Thursday, February 3, 2011

Oreo's Are My Life Force

I always thought a mission was hard. Well, because it was. But now I find myself in an even tougher situation: a returned missionary. One that has moved to Idaho. And has no idea what she is doing.
Two weeks and two days ago I packed up my little car (her name is Audrey III) and drove to Idaho. Since then my life has been fraught with adventure, boredom, and emotional roller coasters.
My first week out here was spent outside, walking in cold and frigid air (that's a gross understatement about the temperature) applying to everything for a job. In return: I lost my voice. Every day I would walk up and down the main streets, going into warm business and then coming back out into the harsh cold. I had quite a long time to think. And most of it was "What am I doing here?" Really, what am I doing here? I have people who love me, friends that I play with, and an actual room back in Utah. Not to mention a warm house. Here, I am alone, living in a corner of a house that they keep at 60 degrees. Why?... no, really, why?
But each time this question comes up, I can satisfy it. I can't answer it because I still have no idea. But I can think back to when I knew I was supposed to be up here. And I can think back to my first real night here in Rexburg.

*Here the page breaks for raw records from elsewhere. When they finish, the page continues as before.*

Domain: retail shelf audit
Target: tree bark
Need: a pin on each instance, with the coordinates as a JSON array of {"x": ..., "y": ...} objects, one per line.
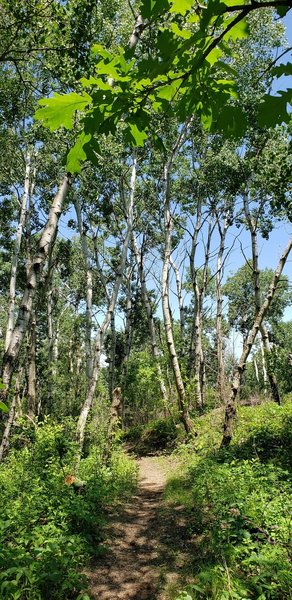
[
  {"x": 17, "y": 244},
  {"x": 221, "y": 383},
  {"x": 168, "y": 225},
  {"x": 151, "y": 323},
  {"x": 252, "y": 224},
  {"x": 105, "y": 324},
  {"x": 24, "y": 314},
  {"x": 31, "y": 368},
  {"x": 89, "y": 289},
  {"x": 231, "y": 404}
]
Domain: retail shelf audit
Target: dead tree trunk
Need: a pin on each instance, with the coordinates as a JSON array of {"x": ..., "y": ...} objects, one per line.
[{"x": 230, "y": 411}]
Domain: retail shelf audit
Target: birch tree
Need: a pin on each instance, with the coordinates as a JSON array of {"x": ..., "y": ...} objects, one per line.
[
  {"x": 45, "y": 244},
  {"x": 230, "y": 411},
  {"x": 112, "y": 299}
]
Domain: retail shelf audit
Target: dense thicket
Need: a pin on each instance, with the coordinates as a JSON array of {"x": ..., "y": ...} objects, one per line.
[{"x": 144, "y": 257}]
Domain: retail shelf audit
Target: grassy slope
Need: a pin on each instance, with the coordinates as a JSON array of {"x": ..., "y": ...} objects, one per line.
[{"x": 238, "y": 506}]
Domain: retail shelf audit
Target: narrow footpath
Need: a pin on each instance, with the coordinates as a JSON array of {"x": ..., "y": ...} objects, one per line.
[{"x": 146, "y": 542}]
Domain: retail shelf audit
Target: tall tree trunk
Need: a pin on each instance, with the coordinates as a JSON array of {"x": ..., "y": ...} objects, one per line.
[
  {"x": 193, "y": 273},
  {"x": 89, "y": 289},
  {"x": 200, "y": 293},
  {"x": 105, "y": 324},
  {"x": 221, "y": 383},
  {"x": 24, "y": 314},
  {"x": 112, "y": 356},
  {"x": 168, "y": 226},
  {"x": 31, "y": 367},
  {"x": 230, "y": 411},
  {"x": 16, "y": 250},
  {"x": 128, "y": 334},
  {"x": 151, "y": 323},
  {"x": 180, "y": 299},
  {"x": 252, "y": 224},
  {"x": 14, "y": 410}
]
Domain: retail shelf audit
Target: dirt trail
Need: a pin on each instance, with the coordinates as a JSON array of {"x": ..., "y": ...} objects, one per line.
[{"x": 146, "y": 544}]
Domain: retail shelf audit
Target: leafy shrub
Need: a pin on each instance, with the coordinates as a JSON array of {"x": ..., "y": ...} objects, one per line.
[
  {"x": 239, "y": 509},
  {"x": 157, "y": 435},
  {"x": 47, "y": 528}
]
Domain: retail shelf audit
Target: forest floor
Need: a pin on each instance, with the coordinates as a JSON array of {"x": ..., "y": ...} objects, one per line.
[{"x": 147, "y": 542}]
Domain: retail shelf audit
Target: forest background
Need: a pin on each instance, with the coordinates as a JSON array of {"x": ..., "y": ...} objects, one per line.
[{"x": 145, "y": 208}]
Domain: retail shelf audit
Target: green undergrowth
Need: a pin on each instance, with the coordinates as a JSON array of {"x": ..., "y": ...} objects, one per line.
[
  {"x": 48, "y": 528},
  {"x": 158, "y": 435},
  {"x": 238, "y": 507}
]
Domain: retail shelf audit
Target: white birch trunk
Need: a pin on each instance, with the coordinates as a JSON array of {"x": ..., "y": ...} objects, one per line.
[
  {"x": 89, "y": 290},
  {"x": 151, "y": 324},
  {"x": 221, "y": 384},
  {"x": 31, "y": 369},
  {"x": 230, "y": 411},
  {"x": 44, "y": 246},
  {"x": 168, "y": 225},
  {"x": 252, "y": 224},
  {"x": 17, "y": 244},
  {"x": 105, "y": 324}
]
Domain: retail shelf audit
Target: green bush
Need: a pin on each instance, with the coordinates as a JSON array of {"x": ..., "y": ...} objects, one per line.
[
  {"x": 157, "y": 435},
  {"x": 239, "y": 508},
  {"x": 48, "y": 529}
]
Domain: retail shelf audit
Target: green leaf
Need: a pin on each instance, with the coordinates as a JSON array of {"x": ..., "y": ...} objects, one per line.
[
  {"x": 183, "y": 33},
  {"x": 77, "y": 153},
  {"x": 282, "y": 70},
  {"x": 231, "y": 122},
  {"x": 152, "y": 8},
  {"x": 138, "y": 136},
  {"x": 167, "y": 92},
  {"x": 239, "y": 31},
  {"x": 180, "y": 7},
  {"x": 59, "y": 110},
  {"x": 214, "y": 55},
  {"x": 273, "y": 111}
]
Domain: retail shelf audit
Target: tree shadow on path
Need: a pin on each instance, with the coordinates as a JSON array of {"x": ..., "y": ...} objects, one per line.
[{"x": 147, "y": 544}]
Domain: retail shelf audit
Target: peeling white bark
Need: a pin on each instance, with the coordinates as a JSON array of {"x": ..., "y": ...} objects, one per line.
[
  {"x": 24, "y": 314},
  {"x": 106, "y": 322},
  {"x": 231, "y": 404},
  {"x": 17, "y": 244}
]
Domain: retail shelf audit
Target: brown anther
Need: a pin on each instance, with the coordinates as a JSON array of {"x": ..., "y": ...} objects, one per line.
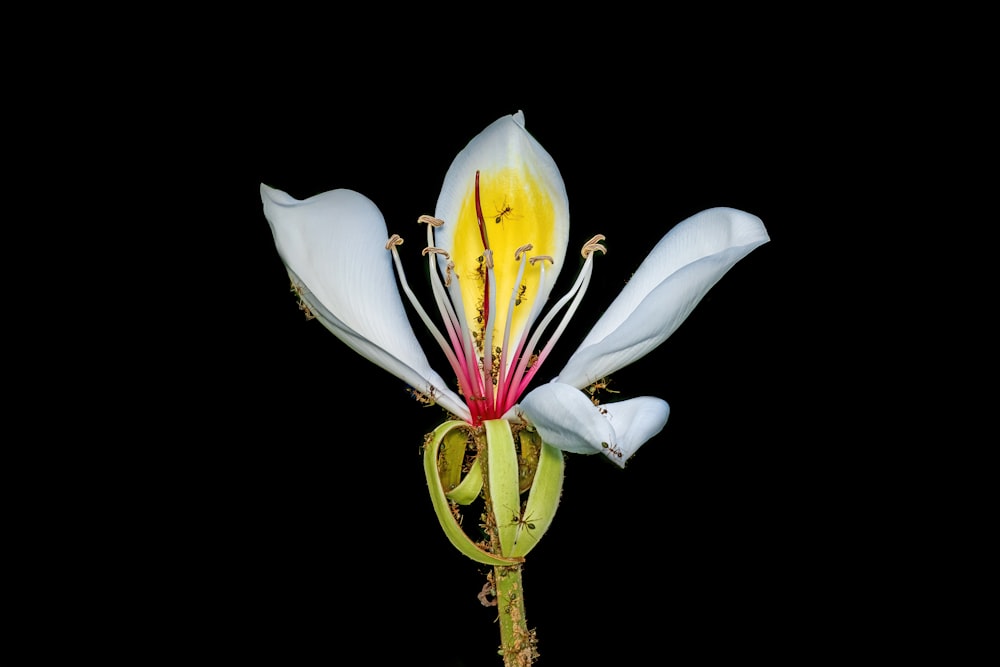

My first Wednesday night, my dear friend Erin Price invited me to institute and country dancing. Sweet, something to do! I wasn't planning on continuing to go to the institute class, just was going to hang out with Erin. Writings of Isaiah, a little too much for me. But then you could get a book for $12.50 when it's generally $20, so I couldn't pass that up and it seemed interesting. So I left institute with a new book and a promise that I'd be there the next week.
Yee-haw! We went to what I was really excited for, the country dance! It was fun, it was hard, and I have no sense of rhythm. I mostly sat and watched, not asking anyone. I was still a little shell-shocked about being in Idaho. But as I was sitting there watching people dance, I suddenly had this calm come about me and it felt like I belonged and was where I needed to be. I felt good about Idaho. Which was great for me to remember as I tramped around Rexburg looking for a job.
After my first week roller coaster, of "Why am I here?" and "I love Rexburg!" I had a second week of roller coasters! There were less dips but when I dipped, I really got low. Those times generally ended up in a hysterical message left on someones phone. Thankfully I was generally recovered by the time someone called me back.

Now, for the more interesting highlights of my life! The institute teacher has turned out to be my new bishop. When things get repeated in my life like that I feel that something is right. Like I am where I am supposed to be. My ward will take a minute to get used to, but I think I'll do just fine! I made some friends last Sunday and at FHE, and hope to make more.
Also, there are cute boys here! One of my biggest fears was leaving all the cute boys behind in Utah. One of which works with my cousin Katie. She's been telling him about me and I got the chance to meet him for about 5 minutes yesterday! He invited me to country dancing last night, which was perfect since Erin was sick and I wasn't going to go by myself. I was all ready, I looked cute, and I was super excited! ....but I couldn't find him. And apparently he couldn't find me. Um... so in truth, I don't think I remember what he looks like. And I'm pretty sure his name is Sam, but my second guess is Matt....
But last night was still so much fun. Again with repeats in my life: two people that I met at FHE were at the dance! I gotta hang with them and we became friends. Also, there were two guys who are friends with Erin that were there and it was cool because I got to know them better and be their friend, instead of a friend of a friend. All in all, even though I couldn't find the guy I was looking for, it was a great night!